Mais le processus de paix est interrompu par le RUF, en mai 2000 : pour empêcher le redéploiement des forces de l’ONU près des mines de diamants, le mouvement rebelle lance une offensive en direction de Freetown, tandis que quelque 500 Casques bleus sont pris en otage. Les Occidentaux, qui ont patronné l’accord de paix de Lomé, et estimé, contrairement à l’avis de la population, qu’il était préférable de « sacrifier la justice à la paix «, se voient contraints par l’opinion internationale d’intervenir pour empêcher la prise de la capitale. Le débarquement d’un contingent en provenance du Royaume-Uni (l’ancienne puissance coloniale) contribue à une reprise de l’initiative par l’armée gouvernementale, tandis que Foday Sankoh, en fuite, est arrêté. Les Casques bleus sont libérés après des interventions internationales auprès de Charles Taylor. Le 5 juillet 2000, la résolution 1306 du Conseil de sécurité de l’ONU décrète un embargo sur le trafic illégal de diamants issus de Sierra Leone. Cette mesure touche à la fois le RUF, qui contrôle l’extraction illicite des diamants de la guerre, et le Liberia, où s’organise leur négoce.

7   L’ACCORD DE CESSEZ-LE-FEU D’ABUJA (NOVEMBRE 2000) ET LE PROCESSUS DE PACIFICATION

Après la signature d’un accord de cessez-le-feu à Abuja (Nigeria), en novembre 2000, entre le gouvernement et les rebelles, la communauté internationale intensifie la lutte contre le trafic de diamants et l’aide extérieure dont bénéficie la rébellion. Parallèlement, les combattants du RUF montrent des signes durables de lassitude, qu’accentue la perte d’influence de leur leader, Foday Sankoh, emprisonné et en passe d’être jugé. De son côté, le gouvernement sierra-léonais prépare une transition démocratique sous l’égide des Nations unies et procède au désarmement de plus de 45 000 combattants (dont environ 25 000 rebelles et 20 000 hommes issus des milices villageoises pro-gouvernementales). À la suite de l’achèvement du processus de désarmement, la fin de la guerre civile est officiellement proclamée le 18 janvier 2002, avec une cérémonie symbolique de destruction de 3 000 armes légères, à laquelle assistent le président Kabbah et le chef par intérim de la rébellion, Issa Sessay.

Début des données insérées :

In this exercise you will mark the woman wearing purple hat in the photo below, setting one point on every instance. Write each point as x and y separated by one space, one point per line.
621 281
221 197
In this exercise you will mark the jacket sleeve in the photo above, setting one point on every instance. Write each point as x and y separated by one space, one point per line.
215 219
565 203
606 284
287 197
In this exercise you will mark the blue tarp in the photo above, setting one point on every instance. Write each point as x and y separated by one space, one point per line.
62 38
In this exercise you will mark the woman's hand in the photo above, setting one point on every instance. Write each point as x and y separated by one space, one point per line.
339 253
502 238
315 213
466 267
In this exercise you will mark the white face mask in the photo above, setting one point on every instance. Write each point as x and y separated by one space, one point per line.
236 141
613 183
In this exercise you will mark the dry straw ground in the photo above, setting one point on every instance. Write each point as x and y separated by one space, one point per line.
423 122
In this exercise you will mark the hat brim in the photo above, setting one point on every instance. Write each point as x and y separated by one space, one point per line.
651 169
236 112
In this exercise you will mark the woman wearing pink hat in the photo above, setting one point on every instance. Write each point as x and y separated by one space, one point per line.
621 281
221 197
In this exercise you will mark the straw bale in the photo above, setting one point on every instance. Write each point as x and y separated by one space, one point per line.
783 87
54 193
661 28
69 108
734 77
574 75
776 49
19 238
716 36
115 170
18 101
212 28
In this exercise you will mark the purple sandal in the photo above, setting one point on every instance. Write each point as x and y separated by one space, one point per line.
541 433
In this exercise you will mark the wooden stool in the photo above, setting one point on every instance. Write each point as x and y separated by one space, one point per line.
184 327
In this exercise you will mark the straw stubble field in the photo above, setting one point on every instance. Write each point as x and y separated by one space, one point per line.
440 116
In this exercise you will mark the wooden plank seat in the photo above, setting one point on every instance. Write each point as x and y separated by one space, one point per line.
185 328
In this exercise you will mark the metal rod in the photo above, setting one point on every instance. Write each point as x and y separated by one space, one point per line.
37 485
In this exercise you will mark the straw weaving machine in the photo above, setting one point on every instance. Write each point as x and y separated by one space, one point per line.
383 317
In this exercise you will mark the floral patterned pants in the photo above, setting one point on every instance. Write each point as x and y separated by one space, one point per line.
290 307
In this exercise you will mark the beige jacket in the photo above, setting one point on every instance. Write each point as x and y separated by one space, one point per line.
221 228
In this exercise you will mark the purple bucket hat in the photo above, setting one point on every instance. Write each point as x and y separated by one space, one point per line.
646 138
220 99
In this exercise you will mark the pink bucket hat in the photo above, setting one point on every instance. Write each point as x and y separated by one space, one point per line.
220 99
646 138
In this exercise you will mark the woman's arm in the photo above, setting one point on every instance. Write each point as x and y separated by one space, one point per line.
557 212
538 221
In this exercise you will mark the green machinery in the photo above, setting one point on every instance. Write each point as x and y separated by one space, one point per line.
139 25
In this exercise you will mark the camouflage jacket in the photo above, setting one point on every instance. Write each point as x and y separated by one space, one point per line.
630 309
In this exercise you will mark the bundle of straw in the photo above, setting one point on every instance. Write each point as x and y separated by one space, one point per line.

La paix est consolidée dans les années qui suivent par la présence de la Minusil (2005), la réussite du processus de transition démocratique sous l’autorité du président Kabbah, la chute de Charles Taylor au Liberia (2003), ainsi que par la mise en place d’instruments favorisant la justice et la réconciliation nationale, avec la création d’une Commission vérité et réconciliation et du Tribunal spécial pour la Sierra Leone (TSSL). Chargé de juger les responsables des crimes commis en Sierra Leone depuis le 30 novembre 1996, date de l’accord de paix d’Abidjan entre le gouvernement et le RUF, le TSSL ne peut poursuivre que les personnes âgées de 15 ans au minimum et portant la responsabilité la plus lourde dans les crimes visés. Cette modalité, qui exclut les enfants soldats, permet d’inculper Foday Sankoh (dont la mort, en juillet 2003, vient cependant interrompre le procès ouvert un an auparavant), Johnny Paul Koroma (décédé en 2003 alors qu’il était en fuite) et Charles Taylor (arrêté en 2006), ainsi que les leaders kamajors.